Rejeição à Diplomacia Oficial e Apoio ao Irã
O Masar Badil se posiciona como uma alternativa “revolucionária” à diplomacia tradicional, rejeitando os Acordos de Oslo e a solução de dois Estados para o conflito israelense-palestino. Em suas declarações, o movimento critica a “ofensiva imperial” dos EUA e de Israel na região, citando ataques contra Palestina, Líbano, Síria, Iêmen e Iraque. A defesa da “libertação total” da Palestina, expressa pelo lema “do rio ao mar”, é vista por organizações como o American Jewish Committee (AJC) como um slogan antissemita que prega a destruição de Israel.
Legendas de Esquerda Brasileira Presentes
A conferência atraiu a presença de legendas da esquerda radical brasileira, como o Partido da Causa Operária (PCO).
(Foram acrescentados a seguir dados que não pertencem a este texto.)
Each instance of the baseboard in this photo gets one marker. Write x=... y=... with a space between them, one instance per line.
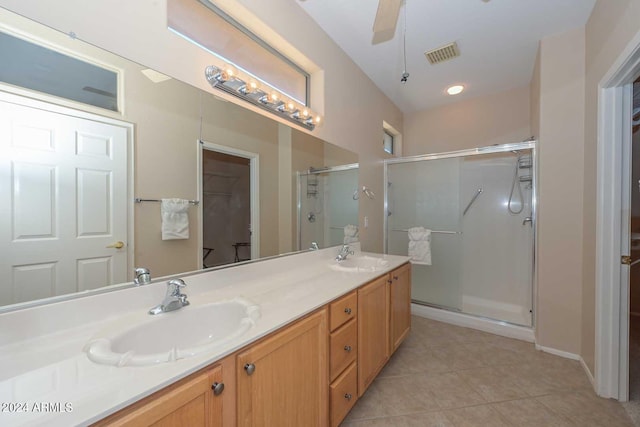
x=557 y=352
x=588 y=372
x=487 y=325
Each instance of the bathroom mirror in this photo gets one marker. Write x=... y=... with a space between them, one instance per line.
x=177 y=142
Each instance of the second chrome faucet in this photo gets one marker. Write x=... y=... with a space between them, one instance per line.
x=174 y=298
O dirigente João Pimenta, filho do presidente do partido, Rui Costa Pimenta, discursou cobrando maior apoio do governo Lula ao regime iraniano e ao “Eixo da Resistência”. Pimenta elogiou a capacidade de grupos como o Hezbollah, Hamas e a Jihad Islâmica, assim como o Corpo de Guardas da Revolução Islâmica do Irã, de “parar a máquina de guerra de Israel”, segundo transcrição do jornal do partido.